The Cancer Research Campaign has appealed to all breast cancer experts in the United Kingdom to take part in a huge trial of the drug tamoxifen, writes Aisling Irwin.
The trial, which aims to reach 20,000 women, will be the world's largest cancer treatment trial, the CRC claims. Such numbers render a trial very statistically powerful and have been used in cardiovascular trials.
Tamoxifen is a relatively new drug given to women who have had surgery for breast cancer. It delays recurrence of the disease and prolongs survival. But at present it is only given for two years. Scientists want to know whether giving the drug for five years enables women to survive even longer. If there was improved remission this would have to be balanced against any side-effects from five years on the drug, which may cause endometrial and liver cancers.
The trial depends crucially on finding enough cancer experts to take part, said David Kerr, clinical director of the CRC Institute for Cancer Studies at Birmingham University.
"If anybody can pull it off we can," he said. "But we do feel there's a question mark about it." As a carrot, the CRC has said that any collaborator will be included as an author on the resulting papers, a privilege normally reserved for the organisers of a study, who include Helena Earl of the Birmingham Institute, and Martin Lee, of Dudley Road Hospital, Birmingham.
Collaborators are also being told that all they have to do after registering the women is to tick a box once a year, to say whether or not the women are still alive.

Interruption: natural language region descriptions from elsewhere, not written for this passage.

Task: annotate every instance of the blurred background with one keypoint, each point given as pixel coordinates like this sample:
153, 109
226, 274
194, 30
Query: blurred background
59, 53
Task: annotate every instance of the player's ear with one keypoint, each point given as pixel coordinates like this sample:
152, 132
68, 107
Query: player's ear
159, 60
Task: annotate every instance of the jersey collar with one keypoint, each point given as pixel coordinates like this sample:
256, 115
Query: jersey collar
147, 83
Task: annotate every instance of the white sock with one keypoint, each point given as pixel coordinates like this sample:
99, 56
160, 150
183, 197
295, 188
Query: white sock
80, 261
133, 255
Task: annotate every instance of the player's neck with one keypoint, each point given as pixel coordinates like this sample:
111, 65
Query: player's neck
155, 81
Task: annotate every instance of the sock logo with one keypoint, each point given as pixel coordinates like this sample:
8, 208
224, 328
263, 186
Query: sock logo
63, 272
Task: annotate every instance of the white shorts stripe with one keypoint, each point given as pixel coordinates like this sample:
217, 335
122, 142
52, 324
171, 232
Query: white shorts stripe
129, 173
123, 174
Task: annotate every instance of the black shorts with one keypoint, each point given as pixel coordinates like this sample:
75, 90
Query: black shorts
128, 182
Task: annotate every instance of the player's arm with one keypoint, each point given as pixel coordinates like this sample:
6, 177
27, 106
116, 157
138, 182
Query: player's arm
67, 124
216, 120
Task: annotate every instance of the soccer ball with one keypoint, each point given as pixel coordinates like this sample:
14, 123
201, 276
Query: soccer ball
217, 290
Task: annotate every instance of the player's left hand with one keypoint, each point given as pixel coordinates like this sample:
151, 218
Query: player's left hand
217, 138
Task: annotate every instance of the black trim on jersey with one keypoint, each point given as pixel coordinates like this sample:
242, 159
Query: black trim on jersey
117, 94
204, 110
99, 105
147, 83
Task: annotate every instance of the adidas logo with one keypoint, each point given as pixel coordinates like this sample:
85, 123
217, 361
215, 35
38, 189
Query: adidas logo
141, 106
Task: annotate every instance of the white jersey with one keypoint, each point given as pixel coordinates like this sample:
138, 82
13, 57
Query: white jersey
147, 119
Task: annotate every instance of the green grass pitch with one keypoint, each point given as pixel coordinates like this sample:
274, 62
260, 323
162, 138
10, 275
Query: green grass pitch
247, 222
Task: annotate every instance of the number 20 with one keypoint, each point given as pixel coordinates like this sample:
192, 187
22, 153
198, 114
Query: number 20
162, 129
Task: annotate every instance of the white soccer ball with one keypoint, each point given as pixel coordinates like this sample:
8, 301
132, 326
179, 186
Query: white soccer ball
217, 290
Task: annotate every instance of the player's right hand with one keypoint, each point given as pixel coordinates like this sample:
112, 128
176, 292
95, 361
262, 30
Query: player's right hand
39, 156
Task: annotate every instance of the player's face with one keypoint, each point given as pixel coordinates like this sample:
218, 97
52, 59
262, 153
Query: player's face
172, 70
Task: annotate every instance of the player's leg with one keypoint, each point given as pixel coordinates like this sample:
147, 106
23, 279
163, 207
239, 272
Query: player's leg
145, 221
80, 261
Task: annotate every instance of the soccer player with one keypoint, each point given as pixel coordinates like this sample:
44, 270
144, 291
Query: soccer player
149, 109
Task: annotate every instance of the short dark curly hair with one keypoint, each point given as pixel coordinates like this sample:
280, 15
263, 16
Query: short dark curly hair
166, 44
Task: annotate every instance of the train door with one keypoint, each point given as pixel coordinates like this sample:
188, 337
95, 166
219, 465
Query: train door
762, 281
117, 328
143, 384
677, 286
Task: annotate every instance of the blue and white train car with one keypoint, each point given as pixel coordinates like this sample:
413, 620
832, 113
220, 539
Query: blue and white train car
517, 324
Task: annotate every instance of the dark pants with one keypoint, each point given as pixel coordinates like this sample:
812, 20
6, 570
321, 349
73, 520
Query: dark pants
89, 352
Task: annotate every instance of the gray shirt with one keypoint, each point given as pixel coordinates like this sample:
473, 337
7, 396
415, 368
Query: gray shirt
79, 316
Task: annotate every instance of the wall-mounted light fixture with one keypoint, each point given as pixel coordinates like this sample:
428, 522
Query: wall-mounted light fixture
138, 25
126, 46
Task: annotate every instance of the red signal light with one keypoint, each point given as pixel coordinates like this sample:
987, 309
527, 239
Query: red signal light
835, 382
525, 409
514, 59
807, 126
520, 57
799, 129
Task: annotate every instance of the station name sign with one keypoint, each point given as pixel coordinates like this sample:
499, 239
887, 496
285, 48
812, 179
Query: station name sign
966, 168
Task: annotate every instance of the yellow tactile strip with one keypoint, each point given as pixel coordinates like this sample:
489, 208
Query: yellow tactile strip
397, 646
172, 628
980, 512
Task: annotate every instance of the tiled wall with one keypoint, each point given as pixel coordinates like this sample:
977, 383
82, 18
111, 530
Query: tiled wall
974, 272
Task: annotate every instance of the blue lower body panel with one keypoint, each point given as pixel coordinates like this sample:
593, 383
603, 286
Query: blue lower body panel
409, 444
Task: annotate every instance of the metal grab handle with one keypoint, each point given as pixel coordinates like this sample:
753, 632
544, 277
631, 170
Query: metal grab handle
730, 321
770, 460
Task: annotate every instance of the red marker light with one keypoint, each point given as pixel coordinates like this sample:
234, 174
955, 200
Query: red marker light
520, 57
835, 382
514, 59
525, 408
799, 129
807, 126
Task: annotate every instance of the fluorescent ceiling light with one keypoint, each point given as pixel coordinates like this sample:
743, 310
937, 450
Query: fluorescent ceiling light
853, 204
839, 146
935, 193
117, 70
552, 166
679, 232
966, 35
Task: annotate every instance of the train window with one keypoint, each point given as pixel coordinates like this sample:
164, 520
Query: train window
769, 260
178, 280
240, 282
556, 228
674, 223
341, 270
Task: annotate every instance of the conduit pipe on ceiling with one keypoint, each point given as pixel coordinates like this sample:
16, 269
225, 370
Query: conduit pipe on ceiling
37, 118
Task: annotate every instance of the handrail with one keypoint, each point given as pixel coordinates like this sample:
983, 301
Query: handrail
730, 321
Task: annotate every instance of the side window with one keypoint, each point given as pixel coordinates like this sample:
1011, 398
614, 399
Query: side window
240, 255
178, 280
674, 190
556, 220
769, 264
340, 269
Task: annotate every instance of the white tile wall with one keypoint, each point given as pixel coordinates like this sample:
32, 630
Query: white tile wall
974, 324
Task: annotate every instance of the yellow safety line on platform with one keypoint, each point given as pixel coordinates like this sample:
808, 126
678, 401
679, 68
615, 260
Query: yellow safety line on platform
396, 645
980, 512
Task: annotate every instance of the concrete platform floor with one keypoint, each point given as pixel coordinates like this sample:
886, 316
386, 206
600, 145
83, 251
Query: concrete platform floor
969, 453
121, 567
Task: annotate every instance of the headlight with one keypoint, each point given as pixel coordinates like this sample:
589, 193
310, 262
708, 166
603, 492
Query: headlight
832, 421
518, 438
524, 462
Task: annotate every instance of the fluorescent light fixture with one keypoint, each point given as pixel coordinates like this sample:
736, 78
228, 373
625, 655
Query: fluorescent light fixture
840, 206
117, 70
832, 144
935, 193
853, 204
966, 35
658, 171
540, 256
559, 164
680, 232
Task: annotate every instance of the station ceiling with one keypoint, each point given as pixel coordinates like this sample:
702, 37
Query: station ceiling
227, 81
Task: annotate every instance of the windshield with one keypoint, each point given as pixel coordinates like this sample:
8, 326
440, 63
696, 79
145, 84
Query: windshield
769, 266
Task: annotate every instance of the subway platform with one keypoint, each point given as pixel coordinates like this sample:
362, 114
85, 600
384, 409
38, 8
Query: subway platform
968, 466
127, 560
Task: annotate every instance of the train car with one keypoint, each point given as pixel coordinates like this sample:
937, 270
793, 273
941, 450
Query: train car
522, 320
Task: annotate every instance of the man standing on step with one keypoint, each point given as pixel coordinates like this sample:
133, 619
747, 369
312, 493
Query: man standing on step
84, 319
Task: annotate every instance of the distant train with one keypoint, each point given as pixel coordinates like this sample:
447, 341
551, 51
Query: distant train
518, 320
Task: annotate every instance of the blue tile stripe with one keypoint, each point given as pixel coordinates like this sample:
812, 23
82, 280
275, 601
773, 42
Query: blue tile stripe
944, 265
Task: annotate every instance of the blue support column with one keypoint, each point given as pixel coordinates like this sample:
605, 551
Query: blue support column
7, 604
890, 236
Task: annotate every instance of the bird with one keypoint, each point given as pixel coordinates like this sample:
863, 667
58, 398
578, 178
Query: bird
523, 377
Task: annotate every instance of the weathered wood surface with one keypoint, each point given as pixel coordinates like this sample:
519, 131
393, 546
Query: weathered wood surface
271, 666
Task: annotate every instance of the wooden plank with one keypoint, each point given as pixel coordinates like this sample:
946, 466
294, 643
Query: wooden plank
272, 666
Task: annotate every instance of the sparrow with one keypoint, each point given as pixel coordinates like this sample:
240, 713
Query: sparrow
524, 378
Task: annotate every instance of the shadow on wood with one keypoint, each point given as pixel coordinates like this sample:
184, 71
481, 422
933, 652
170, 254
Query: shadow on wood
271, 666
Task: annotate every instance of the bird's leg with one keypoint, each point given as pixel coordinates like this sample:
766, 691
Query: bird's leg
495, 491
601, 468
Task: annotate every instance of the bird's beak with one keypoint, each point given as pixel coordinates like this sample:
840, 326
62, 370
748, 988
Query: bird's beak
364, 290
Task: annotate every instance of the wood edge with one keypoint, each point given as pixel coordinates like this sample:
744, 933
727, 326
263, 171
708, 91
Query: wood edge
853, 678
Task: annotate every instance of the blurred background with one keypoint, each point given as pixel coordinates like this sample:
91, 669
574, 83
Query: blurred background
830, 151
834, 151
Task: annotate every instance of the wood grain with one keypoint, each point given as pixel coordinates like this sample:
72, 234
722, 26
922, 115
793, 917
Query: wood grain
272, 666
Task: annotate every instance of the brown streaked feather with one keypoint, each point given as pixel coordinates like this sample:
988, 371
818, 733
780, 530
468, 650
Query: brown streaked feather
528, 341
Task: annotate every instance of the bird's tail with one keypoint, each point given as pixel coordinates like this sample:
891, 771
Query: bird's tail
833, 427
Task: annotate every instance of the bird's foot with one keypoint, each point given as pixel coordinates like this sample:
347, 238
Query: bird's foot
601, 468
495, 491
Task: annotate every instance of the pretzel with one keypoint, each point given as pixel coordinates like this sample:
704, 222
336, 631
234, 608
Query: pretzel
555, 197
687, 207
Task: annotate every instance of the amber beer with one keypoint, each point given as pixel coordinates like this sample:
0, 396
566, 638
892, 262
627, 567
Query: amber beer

The trial differs from a controversial tamoxifen trial which began several years ago, run by the two major cancer charities. In this, women with no breast cancer but a family history of the disease are given the drug as a preventative measure. Ann Oakley, sociologist at the Institute of Education, who criticised the earlier trial, said that the new trial did not raise such issues. But she said that women should be properly informed about the risks of the drug.
Professor Kerr said: "We're being very honest, saying that we don't know how long women should be treated for. We need this information. We have reached a fork in the road in terms of developing tamoxifen. But we mustn't overplay the problems of endometrial cancer. We don't feel there's an awful ethical dilemma here."